Wood/Water did age the best and as we age, this album seems to resonate more than the Bad Religion tour with flying drinks and change.
But even with all the inherent nostalgia, Wood/Water is the Promise Ring record that keeps giving me something new. I could feel “My Life is at Home” when I was 22 and never had a real relationship, but I never really understood it until I actually started to live with somebody. The first verse of “Stop Playing Guitar” makes absolutely no fucking sense, but I’ve switched careers twice in my adulthood and it does make sense. “Suffer Never”, “Become One Anything One Time”, “Get On the Floor”, these are all platonic ideals for adult emo, to say nothing of “Half Year Sun” and “Wake Up April”, which are such bold experiments coming from a band like Promise Ring. I suppose they knew they were done while making that record, but it still takes a lot stones to make the sort of record that potentially subverts everything people love about you.
But that’s the thing about Wood/Water — it is everything I love about Promise Ring, only given more texture, more complexities, more ambition.
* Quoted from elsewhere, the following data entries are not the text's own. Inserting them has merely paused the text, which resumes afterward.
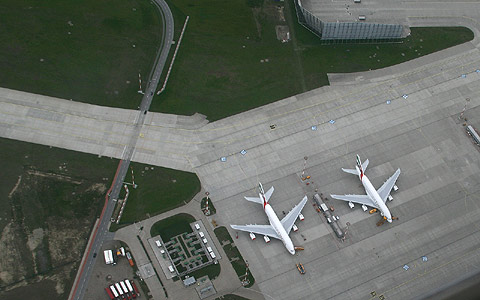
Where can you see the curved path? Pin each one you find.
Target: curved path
(100, 232)
(438, 197)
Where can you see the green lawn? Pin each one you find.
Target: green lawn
(222, 234)
(218, 71)
(80, 50)
(232, 253)
(211, 208)
(58, 194)
(158, 190)
(172, 226)
(214, 74)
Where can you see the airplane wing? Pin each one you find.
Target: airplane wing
(269, 193)
(258, 229)
(290, 218)
(386, 188)
(360, 199)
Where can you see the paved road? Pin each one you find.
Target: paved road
(101, 232)
(437, 203)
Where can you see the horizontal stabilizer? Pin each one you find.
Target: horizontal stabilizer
(386, 188)
(268, 194)
(351, 171)
(360, 199)
(365, 165)
(254, 199)
(292, 216)
(258, 229)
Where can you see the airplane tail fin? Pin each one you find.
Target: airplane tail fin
(351, 171)
(359, 168)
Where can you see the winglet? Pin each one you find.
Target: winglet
(359, 167)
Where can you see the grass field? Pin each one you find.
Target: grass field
(233, 255)
(159, 190)
(172, 226)
(212, 271)
(80, 50)
(218, 71)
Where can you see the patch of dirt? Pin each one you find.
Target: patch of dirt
(10, 268)
(66, 241)
(35, 239)
(15, 187)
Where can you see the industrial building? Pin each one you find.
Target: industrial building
(348, 24)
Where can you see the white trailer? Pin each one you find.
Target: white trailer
(114, 291)
(108, 256)
(119, 289)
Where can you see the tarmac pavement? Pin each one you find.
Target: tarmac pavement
(419, 131)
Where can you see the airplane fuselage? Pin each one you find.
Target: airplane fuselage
(278, 227)
(375, 197)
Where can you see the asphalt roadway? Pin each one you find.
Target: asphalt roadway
(421, 133)
(101, 232)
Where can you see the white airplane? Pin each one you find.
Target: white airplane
(373, 198)
(277, 229)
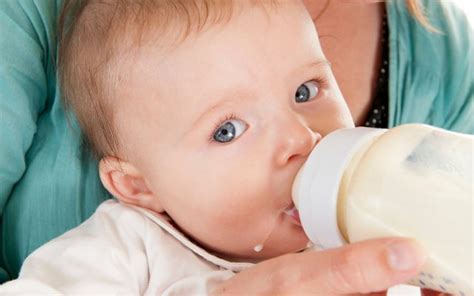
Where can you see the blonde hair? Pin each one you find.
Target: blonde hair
(96, 34)
(418, 12)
It’s a record that risked utter failure and some would say it achieved just that. But Wood/Water is the Promise Ring record that still feels the most mine. I don’t think it’s been very influential, per se, but I do think it’s the record that connects people the most — I can’t tell you how many people I’ve bonded with over our love of Wood/Water, even prior to this. And that more than makes up for just how mindblowingly awful “Say Goodbye Good” is.
But man…I LOVE Wood / Water. I got super into Vermont before hearing Wood / Water…which is kind of weird…but that might be why I love Wood / Water so much. I was always more into the mellow jams. Every time I hear “Become One Anything One Time,” it’s all over. That’ll be stuck in my head for like a week straight.
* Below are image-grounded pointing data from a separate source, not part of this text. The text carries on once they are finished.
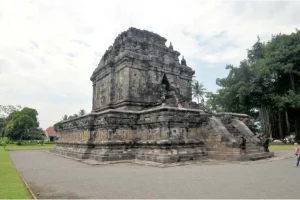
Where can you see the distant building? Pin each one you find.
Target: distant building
(50, 134)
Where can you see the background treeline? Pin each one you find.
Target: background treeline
(266, 85)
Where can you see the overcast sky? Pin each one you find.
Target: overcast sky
(49, 49)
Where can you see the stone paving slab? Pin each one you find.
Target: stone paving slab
(51, 176)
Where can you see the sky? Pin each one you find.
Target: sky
(49, 48)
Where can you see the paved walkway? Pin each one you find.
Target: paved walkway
(51, 176)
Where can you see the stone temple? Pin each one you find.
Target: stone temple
(137, 88)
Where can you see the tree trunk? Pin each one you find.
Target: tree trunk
(279, 123)
(287, 122)
(265, 121)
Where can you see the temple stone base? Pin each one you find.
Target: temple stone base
(166, 151)
(142, 109)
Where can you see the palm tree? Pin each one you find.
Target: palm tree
(198, 91)
(82, 112)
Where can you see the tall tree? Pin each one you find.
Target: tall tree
(21, 124)
(65, 117)
(82, 112)
(266, 85)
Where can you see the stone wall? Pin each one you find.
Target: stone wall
(131, 72)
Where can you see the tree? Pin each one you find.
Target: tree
(65, 117)
(266, 86)
(82, 112)
(6, 110)
(21, 124)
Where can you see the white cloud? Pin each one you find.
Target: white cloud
(49, 49)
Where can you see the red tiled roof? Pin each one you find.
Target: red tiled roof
(50, 131)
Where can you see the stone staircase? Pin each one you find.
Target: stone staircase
(253, 150)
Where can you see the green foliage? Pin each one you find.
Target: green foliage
(266, 86)
(82, 112)
(4, 141)
(21, 124)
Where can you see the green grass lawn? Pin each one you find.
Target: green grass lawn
(29, 146)
(281, 147)
(11, 184)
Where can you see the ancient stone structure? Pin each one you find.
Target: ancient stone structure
(137, 89)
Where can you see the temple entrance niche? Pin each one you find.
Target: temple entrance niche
(165, 82)
(169, 94)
“Wood/Water” is not the album that defined a time or, for a while there, an entire genre the way “Nothing Feels Good” did. It is not the album that landed them a two-page spread in Teen People. It is not The Promise Ring Album™ for most people of a certain age.
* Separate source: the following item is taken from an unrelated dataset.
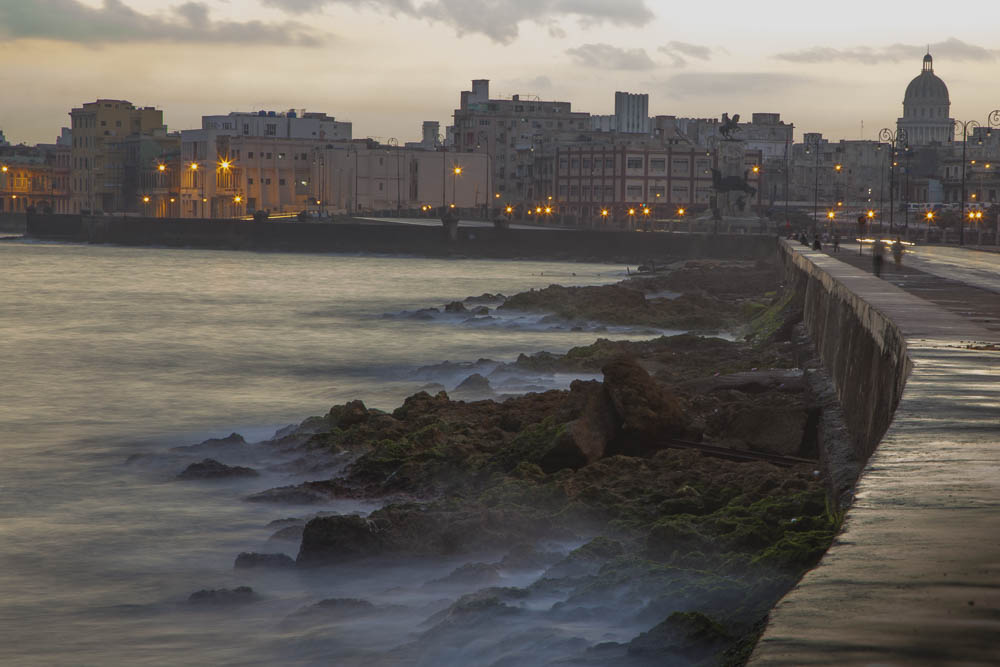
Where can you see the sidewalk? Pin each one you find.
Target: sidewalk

The fact that when it came out most would have placed it near the end and at least two of us have it near the top speaks volume about its shelf life.
But it is, without question, The Promise Ring album that aged the best. It is an incredibly warm and rewarding record that, if we’re getting Emo here, is also one of the saddest and most vulnerable albums that I can think. In the history of this genre, who has written a record this good that was a actually a break up album about A BAND and not a girl?
Most fans in the early ‘00s focused on how “Wood/Water” was a huge about-face that was obviously indebted to Wilco and Blur. I, too, was one of those people. In 2002, I probably shrugged off “Wood/Water” as mere idol worship. Now, I realize how original and special a record it is. (Also, while we’re here taking about those supposed idols, let’s face it: “Wood/Water” is a lot better than the last two Blur records, and much, much better than the last three Wilco records.)
All of that said, I get that putting “Wood/Water” in front of “Nothing Feels Good” is like putting “In Utero” in front of “Nevermind.” Or “Pinkerton” in front of “The Blue Album.” Or “Dear You” in front of “24 Hour Revenge Therapy.”